Insurance companies employ a mechanism known as cost-sharing to prevent the overuse of health care. Cost-sharing refers to how the insurance company shares medical expenses with you until you hit the plan’s out-of-pocket maximums.
Cost-sharing only applies until you hit your out-of-pocket maximum.
A plan’s annual out-of-pocket maximum is the most you'll have to pay in a year for covered health care services. Once you hit a plan’s out-of-pocket maximum, the plan pays 100 percent of covered services. But before you hit your out-of-pocket maximum, you’re required to “share” in some of your medical costs.
Cost-sharing includes copayments, deductibles, and coinsurance.
The annual deductible is the amount a plan requires you to pay out-of-pocket before the post-deductible coinsurance kicks in. Before you meet the plan’s deductible, you are required to pay the full price for covered services unless pre-deductible copayments or coinsurance for specific services apply.
Most health insurance plans have separate deductibles for individuals and families. And some have a separate deductible for prescription drugs too.
A copayment or “copay” is a preset, fixed amount (e.g., $45) you pay any time you receive a particular service. The insurance company then covers the remaining cost of service. Some copayments are available pre-deductible (i.e., before you hit the plan’s deductible), and some are only available post-deductible (i.e., after you hit the plan’s deductible).
There are many different types of copays. For example, some are for doctor visits, some are for prescription drugs, and some are for hospital services like emergency room visits.
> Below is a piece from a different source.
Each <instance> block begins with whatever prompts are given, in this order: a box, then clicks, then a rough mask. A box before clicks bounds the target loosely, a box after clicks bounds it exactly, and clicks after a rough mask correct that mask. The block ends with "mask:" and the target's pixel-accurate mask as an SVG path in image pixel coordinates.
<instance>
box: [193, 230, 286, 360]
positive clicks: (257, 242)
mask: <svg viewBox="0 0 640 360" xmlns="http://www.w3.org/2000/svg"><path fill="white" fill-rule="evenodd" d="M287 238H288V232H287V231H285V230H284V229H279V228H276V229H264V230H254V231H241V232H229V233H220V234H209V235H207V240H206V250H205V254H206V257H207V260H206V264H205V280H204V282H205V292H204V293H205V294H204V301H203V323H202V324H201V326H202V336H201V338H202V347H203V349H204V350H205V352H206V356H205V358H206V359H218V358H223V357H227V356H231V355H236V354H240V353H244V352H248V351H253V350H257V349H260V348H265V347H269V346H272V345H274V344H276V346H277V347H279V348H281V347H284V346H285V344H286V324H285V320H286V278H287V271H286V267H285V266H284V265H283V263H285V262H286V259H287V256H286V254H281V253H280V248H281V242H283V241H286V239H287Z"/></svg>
Coinsurance is a percentage you must pay when you receive a service. The difference between coinsurance and copayments is how cost-sharing works. If your health insurance plan requires 20 percent coinsurance, that means you pay 20 percent of the bill, and your insurance company pays 80 percent.
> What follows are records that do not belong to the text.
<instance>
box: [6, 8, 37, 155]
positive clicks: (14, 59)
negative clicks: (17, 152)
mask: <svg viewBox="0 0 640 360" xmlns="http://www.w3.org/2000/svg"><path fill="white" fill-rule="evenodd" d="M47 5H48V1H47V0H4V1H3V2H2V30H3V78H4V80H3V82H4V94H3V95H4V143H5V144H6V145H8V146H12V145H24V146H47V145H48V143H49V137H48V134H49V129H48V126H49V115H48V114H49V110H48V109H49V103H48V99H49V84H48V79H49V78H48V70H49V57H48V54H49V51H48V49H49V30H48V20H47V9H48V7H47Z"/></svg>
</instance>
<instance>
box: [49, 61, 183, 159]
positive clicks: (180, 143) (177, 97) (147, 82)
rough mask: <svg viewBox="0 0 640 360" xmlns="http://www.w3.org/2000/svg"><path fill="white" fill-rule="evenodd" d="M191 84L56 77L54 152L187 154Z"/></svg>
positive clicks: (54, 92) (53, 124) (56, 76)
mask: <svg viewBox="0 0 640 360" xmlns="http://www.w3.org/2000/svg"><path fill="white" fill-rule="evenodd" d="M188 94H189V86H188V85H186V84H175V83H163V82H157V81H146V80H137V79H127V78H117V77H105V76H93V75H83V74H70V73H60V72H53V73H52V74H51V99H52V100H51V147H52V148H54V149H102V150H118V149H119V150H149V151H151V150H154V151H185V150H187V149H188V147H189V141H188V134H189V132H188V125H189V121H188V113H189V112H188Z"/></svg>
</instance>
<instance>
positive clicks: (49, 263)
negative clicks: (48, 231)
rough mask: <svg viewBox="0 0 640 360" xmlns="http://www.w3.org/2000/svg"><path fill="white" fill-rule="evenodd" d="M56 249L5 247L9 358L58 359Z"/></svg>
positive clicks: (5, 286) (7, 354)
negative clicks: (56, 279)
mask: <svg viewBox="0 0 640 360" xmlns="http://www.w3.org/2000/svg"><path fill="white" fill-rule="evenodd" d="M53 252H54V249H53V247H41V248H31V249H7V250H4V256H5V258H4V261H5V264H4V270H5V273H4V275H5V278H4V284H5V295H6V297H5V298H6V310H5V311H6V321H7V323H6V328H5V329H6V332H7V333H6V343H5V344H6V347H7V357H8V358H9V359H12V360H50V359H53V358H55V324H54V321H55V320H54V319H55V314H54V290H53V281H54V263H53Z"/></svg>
There are two types of coinsurance: 1) post-deductible coinsurance and 2) pre-deductible coinsurance. Post-deductible coinsurance is the percentage of all covered services you pay after you've hit the plan’s deductible and until you reach the plan’s out-of-pocket maximum. Some policies provided pre-deductible coinsurance for certain types of services. For these services, the coinsurance applies without you needing to hit the deductible.
Note: When the deductible and the out-of-pocket maximum are identical, the post-deductible coinsurance is 0 percent. There is no coinsurance.
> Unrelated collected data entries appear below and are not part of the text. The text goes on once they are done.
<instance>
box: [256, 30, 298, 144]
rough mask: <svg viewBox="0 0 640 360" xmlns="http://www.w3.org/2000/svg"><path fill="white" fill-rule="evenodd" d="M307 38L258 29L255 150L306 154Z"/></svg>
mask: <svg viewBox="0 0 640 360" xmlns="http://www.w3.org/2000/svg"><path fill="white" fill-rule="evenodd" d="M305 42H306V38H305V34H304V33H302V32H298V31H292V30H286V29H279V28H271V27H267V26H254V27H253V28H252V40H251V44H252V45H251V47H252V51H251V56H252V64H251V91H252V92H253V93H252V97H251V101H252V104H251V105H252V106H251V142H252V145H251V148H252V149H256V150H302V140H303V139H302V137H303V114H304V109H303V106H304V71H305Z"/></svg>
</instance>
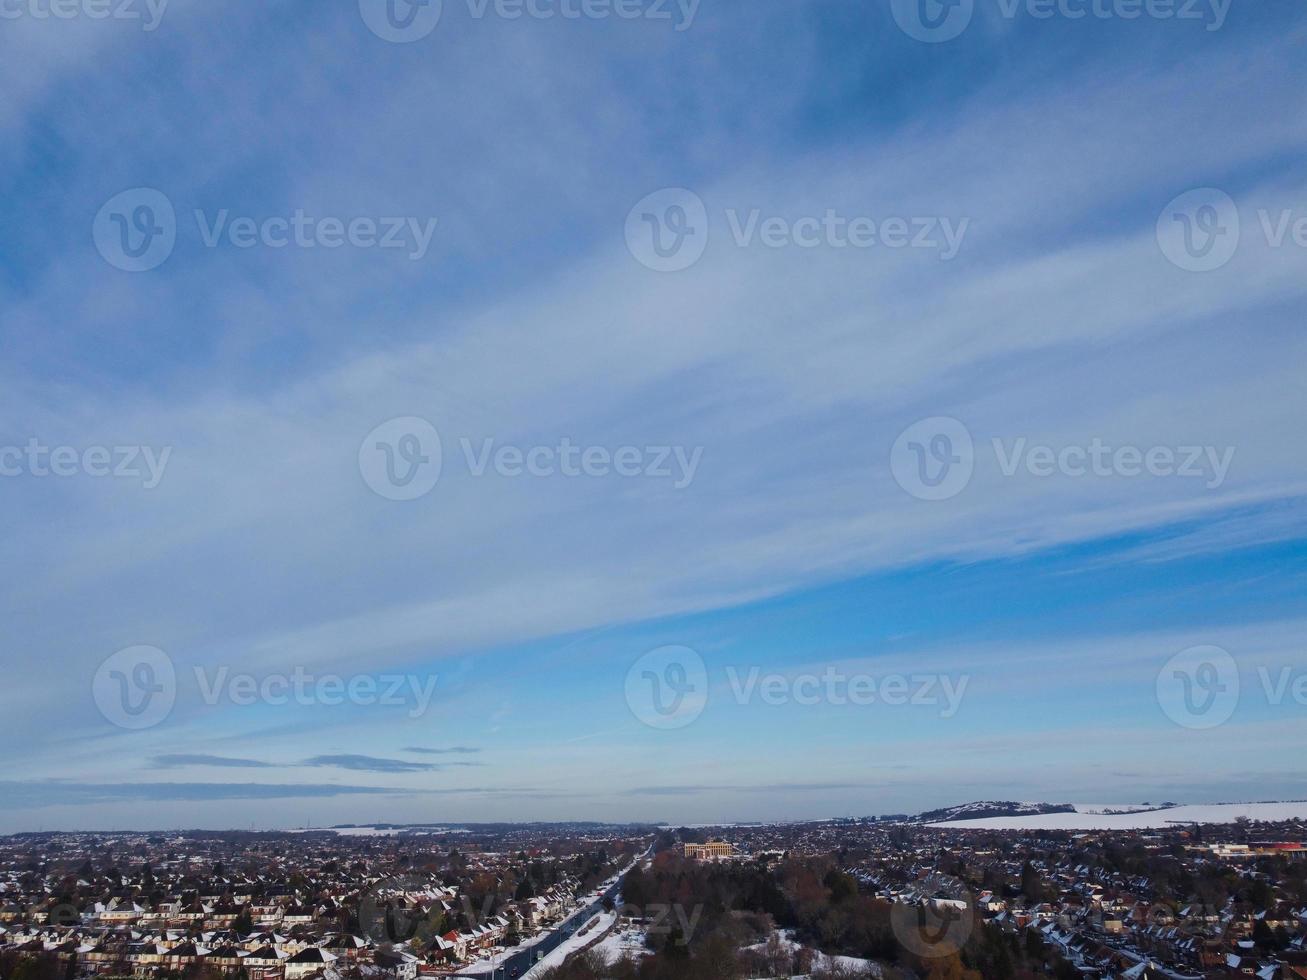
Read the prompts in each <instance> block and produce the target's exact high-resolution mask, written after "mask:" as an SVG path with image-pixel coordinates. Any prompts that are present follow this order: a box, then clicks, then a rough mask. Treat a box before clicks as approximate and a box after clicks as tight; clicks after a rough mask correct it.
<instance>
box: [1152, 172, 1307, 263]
mask: <svg viewBox="0 0 1307 980" xmlns="http://www.w3.org/2000/svg"><path fill="white" fill-rule="evenodd" d="M1256 218H1257V221H1256V225H1255V233H1253V234H1252V235H1251V239H1249V240H1256V237H1257V234H1260V237H1261V240H1263V243H1264V244H1265V247H1266V248H1285V247H1290V246H1291V247H1295V248H1307V212H1302V210H1295V209H1293V208H1257V209H1256ZM1243 226H1244V222H1243V221H1242V218H1240V214H1239V205H1238V204H1235V200H1234V199H1233V197H1231V196H1230V195H1227V193H1226V192H1225V191H1221V189H1218V188H1216V187H1199V188H1195V189H1192V191H1185V192H1184V193H1182V195H1179V196H1176V197H1174V199H1172V200H1171V201H1168V203H1167V205H1166V206H1165V208H1163V209H1162V213H1161V214H1159V216H1158V220H1157V243H1158V248H1161V250H1162V255H1165V256H1166V259H1167V261H1170V263H1171V264H1172V265H1175V267H1178V268H1180V269H1184V270H1185V272H1214V270H1216V269H1219V268H1222V267H1225V265H1226V264H1227V263H1229V261H1230V260H1231V259H1234V256H1235V253H1236V252H1238V250H1239V243H1240V240H1242V239H1243V238H1244V234H1243Z"/></svg>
Cost-sharing doesn’t apply to fully-covered expenses.
Your health insurance policy may not require cost-sharing on all covered medical expenses. In other words, it may cover some services at 100 percent. For example, Marketplace health insurance plans cover the full cost of preventive care like the annual flu shot without cost-sharing.
Cost-sharing affects your health insurance costs.
A premium is the cost of a health insurance policy. In general, health insurance premiums increase as cost-sharing decreases. In other words, plans with lower deductibles, copayments, coinsurance, and out-of-pocket maximums, tend to have higher premiums. And plans with higher cost-sharing tend to have lower premiums.
Note: Cost-sharing helps control health insurance costs. Without cost-sharing, people might overuse healthcare and drive up insurance company costs. Insurance companies would then need to raise the premiums you pay.